Wie aus barrierefreiem Web-Design inklusives Web-Design wird
Digitale Barrieren abbauen und eine inklusive digitale Zukunft für alle schaffen – so lautet die Mission der noch jungen Allianz Digitale Inklusion Schweiz (ADIS). Inwiefern künstliche Intelligenz mehr Accessibility ermöglicht, was barrierefreies von inklusivem Webdesign unterscheidet und wo die ADIS heute steht, sagen Geschäftsstellenleiter Amir Sahi und Co-Präsident Markus Riesch.

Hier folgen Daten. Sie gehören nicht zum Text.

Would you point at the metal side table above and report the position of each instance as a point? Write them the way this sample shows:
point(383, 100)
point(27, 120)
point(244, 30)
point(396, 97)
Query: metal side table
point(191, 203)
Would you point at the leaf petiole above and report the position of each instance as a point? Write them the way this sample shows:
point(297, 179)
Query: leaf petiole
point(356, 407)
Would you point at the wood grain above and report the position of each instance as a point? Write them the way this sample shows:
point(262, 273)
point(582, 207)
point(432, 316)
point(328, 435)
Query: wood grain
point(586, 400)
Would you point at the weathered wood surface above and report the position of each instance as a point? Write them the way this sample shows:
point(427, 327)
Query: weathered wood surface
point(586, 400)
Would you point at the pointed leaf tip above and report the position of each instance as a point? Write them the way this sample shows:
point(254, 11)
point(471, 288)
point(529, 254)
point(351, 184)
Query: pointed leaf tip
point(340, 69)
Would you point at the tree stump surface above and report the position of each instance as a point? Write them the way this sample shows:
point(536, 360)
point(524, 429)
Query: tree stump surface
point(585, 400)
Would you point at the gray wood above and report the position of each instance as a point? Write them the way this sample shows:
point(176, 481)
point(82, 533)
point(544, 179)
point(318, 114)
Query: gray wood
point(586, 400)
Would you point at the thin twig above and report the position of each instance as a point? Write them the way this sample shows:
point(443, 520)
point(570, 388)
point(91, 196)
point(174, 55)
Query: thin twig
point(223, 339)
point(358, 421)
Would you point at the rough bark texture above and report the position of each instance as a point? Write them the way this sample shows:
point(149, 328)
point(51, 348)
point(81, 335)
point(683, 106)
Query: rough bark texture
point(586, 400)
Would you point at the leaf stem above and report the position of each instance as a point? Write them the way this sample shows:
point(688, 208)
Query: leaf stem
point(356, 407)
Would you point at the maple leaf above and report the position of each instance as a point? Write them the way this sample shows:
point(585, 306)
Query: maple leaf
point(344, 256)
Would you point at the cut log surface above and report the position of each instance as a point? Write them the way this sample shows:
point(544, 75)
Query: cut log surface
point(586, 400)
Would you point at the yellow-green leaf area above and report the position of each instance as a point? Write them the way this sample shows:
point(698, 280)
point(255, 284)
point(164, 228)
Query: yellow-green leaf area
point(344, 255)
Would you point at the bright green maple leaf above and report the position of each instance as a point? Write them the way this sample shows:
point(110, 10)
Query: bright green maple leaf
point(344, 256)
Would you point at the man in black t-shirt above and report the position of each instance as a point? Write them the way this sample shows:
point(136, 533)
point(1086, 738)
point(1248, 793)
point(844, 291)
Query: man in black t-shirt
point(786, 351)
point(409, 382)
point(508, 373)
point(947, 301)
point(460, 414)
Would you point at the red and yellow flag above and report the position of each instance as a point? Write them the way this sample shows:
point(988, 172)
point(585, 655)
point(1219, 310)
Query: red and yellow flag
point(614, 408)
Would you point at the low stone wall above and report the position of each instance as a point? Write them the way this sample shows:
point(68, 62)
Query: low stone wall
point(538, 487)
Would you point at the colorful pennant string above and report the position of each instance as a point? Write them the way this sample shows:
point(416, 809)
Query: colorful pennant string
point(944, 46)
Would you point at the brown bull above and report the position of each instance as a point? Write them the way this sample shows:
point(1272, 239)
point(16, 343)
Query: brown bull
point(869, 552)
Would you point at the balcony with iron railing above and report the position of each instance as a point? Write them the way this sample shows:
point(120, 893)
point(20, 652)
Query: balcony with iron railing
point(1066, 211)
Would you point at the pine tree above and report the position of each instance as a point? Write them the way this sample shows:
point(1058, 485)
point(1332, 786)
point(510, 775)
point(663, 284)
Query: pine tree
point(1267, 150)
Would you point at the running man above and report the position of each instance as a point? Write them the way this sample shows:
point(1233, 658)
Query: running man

Seit drei Jahren rollt die KI-Welle. Welche Use Cases sind schon im Einsatz, in denen die Technologie tatsächlich Barrieren abbaut?
Amir Sahi: KI entfaltet ihren grössten Nutzen dort, wo sie Individualisierung ermöglicht. Nicht der Mensch muss sich dem System anpassen, sondern das System dem Menschen. Gleichzeitig muss man aber ehrlich sagen: Wir sind noch nicht dort, wo wir gerne wären.
Markus Riesch: Es entsteht derzeit ein gewisser Hype, der suggeriert, KI könne Barrieren quasi automatisch auflösen. Dort, wo sie gut eingesetzt wird, kann KI die Barrierefreiheit unterstützen. KI kann aber auch kontraproduktiv sein. So können beispielsweise KI-generierte Alternativtexte die Barrierefreiheit sabotieren, wenn sie belanglose Informationen von dekorativen Bildern aufblähen, was Screenreader-Nutzerinnen und -Nutzer eher in die Irre führt, als ihnen zu helfen.
Inwiefern können Entwicklerinnen und Entwickler KI nutzen, um die Accessibility ihrer Webanwendungen zu verbessern?
Sahi: KI kann Entwicklern helfen, schneller und besser zu werden, aber sie nimmt ihnen die Verantwortung nicht ab. Sie kann dabei unterstützen, Barrieren sichtbar zu machen, Inhalte verständlicher zu formulieren und Alternativen bereitzustellen. Der eigentliche Fortschritt liegt darin, dass Accessibility nicht mehr nur eine statische Anforderung ist.
Accessibility-Expertinnen und -Experten haben lange Zeit Kritik an den sogenannten Accessibility-Overlays geäussert. Sind diese Barrierefreiheits-Add-ons dank KI besser geworden?
Riesch: Diese sogenannten Accessibility-Overlays sind durch KI sicher intelligenter geworden. Overlays ersetzen aber keine barrierefreien Websites. Sie garantieren keine WCAG-Konformität, da automatische Korrekturen bei Bildern oder Formularen oft unzuverlässig sind. Damit KI-Anwendungen und Overlay-Tools überhaupt sinnvoll greifen können, ist eine semantisch korrekte, barrierefreie Website als Basis zwingend erforderlich. Ohne diesen sauberen Quellcode können Overlays die Nutzung für Menschen mit Behinderungen verschlimmern, statt Barrieren abzubauen. Gute Barrierefreiheit entsteht immer im Design und in der Entwicklung selbst.
Blicken wir voraus, welche KI-Use-Cases im Bereich der Accessibility sind Ihrer Einschätzung nach bald oder dereinst möglich?
Sahi: Die Vision von Systemen, die sich automatisch an Menschen anpassen, ist attraktiv. Aber aktuell sind wir davon noch ein gutes Stück entfernt. Viele der heutigen KI-Lösungen verstehen Kontext nur begrenzt und treffen oft Annahmen, die nicht für alle Nutzer stimmen. Es besteht die Gefahr, dass wir zu stark auf technologische Versprechen setzen und dabei die Grundlagen vernachlässigen.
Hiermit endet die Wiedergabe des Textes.